Saturday, December 18, 2010

Field Trip!

At the beginning of December, I was asked to accompany a group of first year patisserie and bakery students on their annual class hike. A bus was scheduled to take me, three other teachers, and the group of 25 students to a trail head in the mountains above school. Thinking back on my own high school days, our field trips were to museums, historically reenacted villages, and theater performances. We were always restless, rarely attentive. I was eager to be an accomplice to a trip where students would be encouraged to run through the woods rather than tiptoe through austere galleries. Up until this time I had fancied myself a competent hiker. Hanging out with kids who had been trekking these hills for their entire lives, I learned a lesson or two. The biggest victory of the day is that I didn't bite the dust in front of everyone. There had been some rain the night before and the trails were extremely slippery.

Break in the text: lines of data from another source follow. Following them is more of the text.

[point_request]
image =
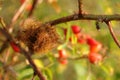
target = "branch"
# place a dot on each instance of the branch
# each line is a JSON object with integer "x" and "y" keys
{"x": 74, "y": 17}
{"x": 112, "y": 33}
{"x": 25, "y": 53}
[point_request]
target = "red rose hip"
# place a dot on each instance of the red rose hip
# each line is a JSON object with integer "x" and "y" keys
{"x": 94, "y": 58}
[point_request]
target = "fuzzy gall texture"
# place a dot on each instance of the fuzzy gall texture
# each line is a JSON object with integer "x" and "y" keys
{"x": 38, "y": 37}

As I was making the ginger steps of someone with wooden legs, the youth of Reunion Island were racing each other down the steepest, muddiest inclines you've ever seen. I was impressed. "Madame, just do this!" They would yell to me, as one kid did a back flip off a rock and the other a cartwheel down a cliff. Clearly they had a better idea of what they were doing than I did, so I stopped monitoring acrobatic behavior.

We arrived at our beautiful summit destination in the late morning, just in time to see an astounding view of Mafate and the Riviere de Galets before the clouds started rolling in. Museums, theater, arts, and culture are so important, but after this field trip I have come to feel that the simplicity and beauty of a day in the woods needs a place at school as well.